A picture of the main building of Bamfield Marine Sciences Centre, formerly a station on the All Reds Line.
A picture of the main building of Bamfield Marine Sciences Centre, formerly a station on the All Reds Line.

Bamfield Marine Sciences Centre

sciencehistorytelecommunicationsmarine-researchcoastal
3 min read

The building where scientists now study sea urchins and nudibranchs once hummed with Morse code transmissions spanning half the planet. The Bamfield Marine Sciences Centre occupies the concrete shell of the Pacific Cable Board station, the North American terminus of the All Red Line -- a submarine telegraph cable that connected Canada to Fanning Island, Fiji, New Zealand, and Australia through exclusively British Empire territory. The cable operated from 1901 to 1959. The science started in 1972. Between those dates lies one of the more improbable reinventions on the BC coast.

Wires Beneath the Pacific

When the Pacific Cable Board chose Bamfield as the landing point for its trans-Pacific telegraph cable in 1901, the tiny fishing village on Barkley Sound became a node in a global communications network overnight. The cable ran 1,600 kilometers south to Fanning Island, a coral atoll below Hawaii, then continued westward in stages to Australia. The original wooden station was replaced by a reinforced concrete building in 1926 -- a structure solid enough to survive a shelling by an Imperial Japanese Navy submarine during World War II without major damage. The Canadian government stationed troops at Bamfield for the remainder of the war. When the cable was rerouted to Port Alberni in 1953, the station closed in 1959, and most of the surrounding buildings were demolished. Only the concrete building, two cable storage tanks, and one adjacent structure survived.

From Cable Station to Research Station

In 1968, the National Research Council asked five western Canadian universities to propose the best location for a marine biology station on the Pacific Coast. Victoria seemed the natural choice, but a 1969 feasibility study pointed to Bamfield -- remote, yes, but surrounded by the extraordinary biodiversity of Barkley Sound. The five universities (University of British Columbia, University of Victoria, University of Calgary, University of Alberta, and Simon Fraser University) purchased the former cable station property and ratified a constitution for the Western Canadian Universities Marine Biological Society in 1970. By the end of 1972, the Bamfield Marine Sciences Centre was operational, immediately becoming the largest employer in a community of fewer than two hundred people.

Living Laboratory

The centre runs university courses from May through December and hosts researchers year-round. From 1969 to 1980, the station was part of the British Columbia Shore Station Oceanographic Program, collecting daily coastal water temperature and salinity data for the Department of Fisheries and Oceans. That tradition of patient, long-term observation continues through partnerships with Ocean Networks Canada, which monitors Barkley Sound and Folger Passage through internet-connected undersea cables. In 2016, the centre partnered with the Huu-ay-aht First Nations and the Hakai Institute to launch a drone-mapping program over Barkley Sound, combining Indigenous knowledge with aerial technology to chart the complex coastline. School groups, college students, and adult learners cycle through field immersion programs that bring thousands of visitors annually to a village with a permanent population barely in the triple digits.

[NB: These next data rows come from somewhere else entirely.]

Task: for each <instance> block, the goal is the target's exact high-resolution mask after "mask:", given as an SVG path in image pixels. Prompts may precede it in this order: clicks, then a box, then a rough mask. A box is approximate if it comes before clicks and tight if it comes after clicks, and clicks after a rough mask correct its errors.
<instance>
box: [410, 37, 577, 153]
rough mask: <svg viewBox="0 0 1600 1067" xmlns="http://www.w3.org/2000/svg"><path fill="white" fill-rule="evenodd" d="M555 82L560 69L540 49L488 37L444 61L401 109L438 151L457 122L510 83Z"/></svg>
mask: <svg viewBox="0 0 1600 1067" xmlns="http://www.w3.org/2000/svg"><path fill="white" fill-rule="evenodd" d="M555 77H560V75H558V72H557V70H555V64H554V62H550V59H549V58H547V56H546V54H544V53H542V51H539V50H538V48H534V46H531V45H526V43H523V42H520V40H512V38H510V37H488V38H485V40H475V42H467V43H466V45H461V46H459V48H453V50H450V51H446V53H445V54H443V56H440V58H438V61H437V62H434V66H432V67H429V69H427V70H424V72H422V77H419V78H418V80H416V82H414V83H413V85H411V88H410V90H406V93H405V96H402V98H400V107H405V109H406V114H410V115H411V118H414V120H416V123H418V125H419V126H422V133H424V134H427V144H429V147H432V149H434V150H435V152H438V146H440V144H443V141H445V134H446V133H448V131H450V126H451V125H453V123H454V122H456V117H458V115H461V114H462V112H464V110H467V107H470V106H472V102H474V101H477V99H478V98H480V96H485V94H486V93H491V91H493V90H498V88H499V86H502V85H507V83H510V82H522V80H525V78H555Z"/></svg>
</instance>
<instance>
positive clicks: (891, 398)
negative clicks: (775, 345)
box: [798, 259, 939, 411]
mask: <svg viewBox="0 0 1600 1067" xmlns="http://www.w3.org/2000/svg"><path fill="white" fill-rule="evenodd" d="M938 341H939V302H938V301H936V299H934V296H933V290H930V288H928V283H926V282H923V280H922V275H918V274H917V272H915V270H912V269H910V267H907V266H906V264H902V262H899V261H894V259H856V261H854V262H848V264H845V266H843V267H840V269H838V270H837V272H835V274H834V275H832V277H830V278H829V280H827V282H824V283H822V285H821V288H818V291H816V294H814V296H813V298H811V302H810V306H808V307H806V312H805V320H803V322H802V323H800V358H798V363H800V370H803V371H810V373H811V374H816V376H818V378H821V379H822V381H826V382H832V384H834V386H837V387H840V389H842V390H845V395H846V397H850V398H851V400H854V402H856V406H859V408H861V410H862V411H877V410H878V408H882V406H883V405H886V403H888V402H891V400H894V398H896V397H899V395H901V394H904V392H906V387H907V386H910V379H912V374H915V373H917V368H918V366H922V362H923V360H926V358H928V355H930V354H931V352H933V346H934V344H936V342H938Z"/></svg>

Where the Empire's Wire Meets the Tide

Something fitting persists in the transformation. The All Red Line carried information across oceans; the marine sciences centre collects it from them. The concrete walls that once insulated telegraph operators from Pacific storms now shelter marine biologists cataloguing the life those storms churn up. Barkley Sound remains what it always was -- a meeting point of deep ocean upwelling, temperate rainforest runoff, and tidal complexity that makes the waters here some of the most biologically productive on the Pacific Coast. The cable is long gone, but the building endures, repurposed for a different kind of listening.

From the Air

Located on the east side of Bamfield Inlet at 48.84°N, 125.14°W on Vancouver Island's Barkley Sound. Visible as a cluster of buildings on the waterfront. Best viewed at 1,500-2,500 feet. Nearest airport: Port Alberni (CBS8). Barkley Sound is a complex waterway with many islands; the centre sits at the head of the inlet. Expect marine fog and low cloud frequently.